Coup: Minimal economic impact “if no violence’

BANGKOK (The Nation): The business sector anticipates short-term negative impact from the coup d’etat, but expect the longer-term economic direction to be clearer with diminishing divisiveness in society and that should be in favor of local and foreign investors.

Charlotte Dhonavanik, First Senior Executive Vice-President at the Bank of Ayudhya, said that from the Administrative Reform Council’s (ARC) first announcement, things seem to be wrapped up in a quick manner.

“There should be no violence, unlike in previous incidents. Once it’s clear, this should not affect foreign investor confidence,” she said.

A banker, who asked not to be named, wanted the Administrative Reform Council to make clear who was going to run key ministries, especially the economic ones.

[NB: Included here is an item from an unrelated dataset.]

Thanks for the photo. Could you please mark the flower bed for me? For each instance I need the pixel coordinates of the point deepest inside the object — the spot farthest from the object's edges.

“In previous coups, the list of economic ministers were announced. If the reform group could come up with the list, this should restore confidence in the economic sector,” he said.

Dusit Nontanakorn, Secretary General of the Thai Chamber of Commerce, said last night it was too soon to comment on this incident, but the chamber was closely monitoring the situation.

“I still hope other countries would understand what happened here, and that the situation should return to normal in the short term,” he said.

A stock analyst expected retail local investors to unload their shares today on panic selling, but it was unlikely foreign investors who had bought into Thai stocks recently would sell.

“Naturally, a coup is not good for the economic environment. But now it’s clear that the ARC has no intention to be the absolute power controller and it will push for the election. This should calm investors, aside from the fact that with the emergence of the reformist group, the economy is headed towards a clearer path,” the analyst noted.

Somchai Phakapaswiwat, a political science lecturer at Thammasat University, noted the coup would return peace to society after a year of divisiveness.

“We should expect the formation of an interim government, which should be in power for about a year.

“Once the election is held, the economy should be back to normal,” he said.

A lawyer, who asked not to be named, added that the coup would not have a further negative impact on the economy, as the atmosphere has been unfavorable for a year. Foreign investors have already delayed their investment here, thus, this should have no impact, he said.

Kanokwan Wongwatanasin, CEO of ISSP Internet Solution and Service Provider, agreed the coup was unlikely to hurt business sentiment now that the economy was gearing towards a clearer path.

“This is okay as long as there is no violence. The quicker, the better. Certainly, business will move up as usual,” she said.